College Football Programs are Getting Wildly Creative in Trying to Land This 4-Star Prospect

College football recruiters have refined their skills using Photoshop.

Jackson Carman is rated as the third-best offensive lineman in the state of Ohio and 64th nationally, according to, which means the Fairfield High School junior is garnering serious interest from many major college football programs across the country. Carman has already been targeted by Ohio State, Clemson, Tennessee, Georgia, Michigan State and Alabama; and yesterday, he took to his Twitter account to share with his followers all the ways those schools are trying to pique his interest with their first round of recruitment letters. Hint: it involves a lot of pretty legit Photoshop work.

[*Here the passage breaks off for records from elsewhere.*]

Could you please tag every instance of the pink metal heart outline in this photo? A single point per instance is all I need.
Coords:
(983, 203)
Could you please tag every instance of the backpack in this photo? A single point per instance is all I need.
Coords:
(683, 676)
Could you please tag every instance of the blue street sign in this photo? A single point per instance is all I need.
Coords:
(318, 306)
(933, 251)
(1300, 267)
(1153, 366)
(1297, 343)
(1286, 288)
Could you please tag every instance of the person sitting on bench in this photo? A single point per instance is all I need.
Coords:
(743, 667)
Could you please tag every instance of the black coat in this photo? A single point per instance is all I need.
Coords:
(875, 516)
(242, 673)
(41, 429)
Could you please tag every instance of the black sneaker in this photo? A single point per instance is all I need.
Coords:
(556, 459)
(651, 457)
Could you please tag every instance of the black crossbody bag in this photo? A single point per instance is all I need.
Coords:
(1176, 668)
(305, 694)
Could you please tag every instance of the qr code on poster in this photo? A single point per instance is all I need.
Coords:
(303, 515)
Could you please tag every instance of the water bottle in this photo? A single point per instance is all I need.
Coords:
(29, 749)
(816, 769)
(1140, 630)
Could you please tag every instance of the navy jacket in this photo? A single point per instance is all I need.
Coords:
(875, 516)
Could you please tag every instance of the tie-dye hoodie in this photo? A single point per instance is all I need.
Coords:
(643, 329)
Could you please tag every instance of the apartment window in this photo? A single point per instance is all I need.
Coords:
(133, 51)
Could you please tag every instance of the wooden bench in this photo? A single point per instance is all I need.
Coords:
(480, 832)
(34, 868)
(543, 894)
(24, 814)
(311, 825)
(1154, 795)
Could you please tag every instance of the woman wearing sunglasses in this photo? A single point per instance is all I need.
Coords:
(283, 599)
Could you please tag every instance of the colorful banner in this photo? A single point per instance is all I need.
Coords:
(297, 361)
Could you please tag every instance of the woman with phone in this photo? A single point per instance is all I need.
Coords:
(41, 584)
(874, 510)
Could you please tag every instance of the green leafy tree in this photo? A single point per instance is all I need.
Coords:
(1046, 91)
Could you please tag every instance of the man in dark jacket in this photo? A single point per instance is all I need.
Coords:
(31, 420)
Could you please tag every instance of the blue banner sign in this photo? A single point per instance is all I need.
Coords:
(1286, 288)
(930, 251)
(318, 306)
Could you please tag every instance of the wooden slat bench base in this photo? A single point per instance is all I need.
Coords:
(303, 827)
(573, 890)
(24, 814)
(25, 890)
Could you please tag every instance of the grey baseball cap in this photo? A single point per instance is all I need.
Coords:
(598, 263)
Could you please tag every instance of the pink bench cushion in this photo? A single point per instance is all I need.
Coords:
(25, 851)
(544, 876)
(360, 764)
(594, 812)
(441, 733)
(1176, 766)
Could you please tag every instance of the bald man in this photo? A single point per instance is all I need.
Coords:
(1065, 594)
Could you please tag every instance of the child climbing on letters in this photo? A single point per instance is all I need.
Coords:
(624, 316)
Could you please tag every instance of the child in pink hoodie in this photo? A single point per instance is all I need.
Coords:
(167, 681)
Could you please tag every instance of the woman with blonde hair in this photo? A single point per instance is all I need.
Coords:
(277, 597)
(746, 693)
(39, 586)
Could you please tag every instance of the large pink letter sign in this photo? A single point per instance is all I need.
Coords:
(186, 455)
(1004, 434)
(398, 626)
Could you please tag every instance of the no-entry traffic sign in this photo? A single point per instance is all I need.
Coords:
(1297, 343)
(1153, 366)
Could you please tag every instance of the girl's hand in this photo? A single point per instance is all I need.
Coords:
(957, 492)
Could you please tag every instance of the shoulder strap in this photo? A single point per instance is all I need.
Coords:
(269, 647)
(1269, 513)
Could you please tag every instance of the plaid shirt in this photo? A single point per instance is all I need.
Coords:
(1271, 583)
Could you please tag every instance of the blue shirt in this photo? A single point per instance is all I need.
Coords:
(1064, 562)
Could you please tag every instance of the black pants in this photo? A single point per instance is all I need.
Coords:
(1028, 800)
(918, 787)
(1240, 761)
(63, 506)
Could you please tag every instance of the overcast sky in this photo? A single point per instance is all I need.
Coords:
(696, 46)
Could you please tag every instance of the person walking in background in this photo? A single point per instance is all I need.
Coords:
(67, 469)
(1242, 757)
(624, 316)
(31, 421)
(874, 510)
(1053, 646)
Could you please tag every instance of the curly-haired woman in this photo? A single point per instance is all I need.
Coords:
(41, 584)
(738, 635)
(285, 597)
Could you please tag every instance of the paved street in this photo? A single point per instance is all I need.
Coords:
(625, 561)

RELATED: 4-Star High School Cornerback Completely Covers Himself if Recruitment Letters

Ohio State's communication might be the most legit. The Buckeyes sent Carman a photo depicting the 6-foot-6, 250-pound lineman in an Ohio State uniform hoisting the national championship trophy, along with a graphic that depicts the journey that joining OSU would set Carman on, from winning the Heisman to being drafted into the NFL to entering the Hall of Fame.

Clemson turned Carman into his very own cartoon, decked out in a full Tigers uniform. Carman liked it so much that he contemplated turning it in to his new Twitter avatar.

Georgia came with the photoshop of what Carman's locker setup would look like if he would choose to become a Bulldog, with the words "A New Breed of Red and Black" written across the top of the photo.

Finally, Tennessee kept things more subtle, creating a still image of Carman going through a blocking drill on the field in Knoxville in full Volunteer uniform, giving Carman a glimpse of what his future would look like should he choose the Vols.

College football recruiting, as it has forever been, is crazy competitive. Carman's tweets give us a little insight into all the creative ways schools try to grab a kid's attention.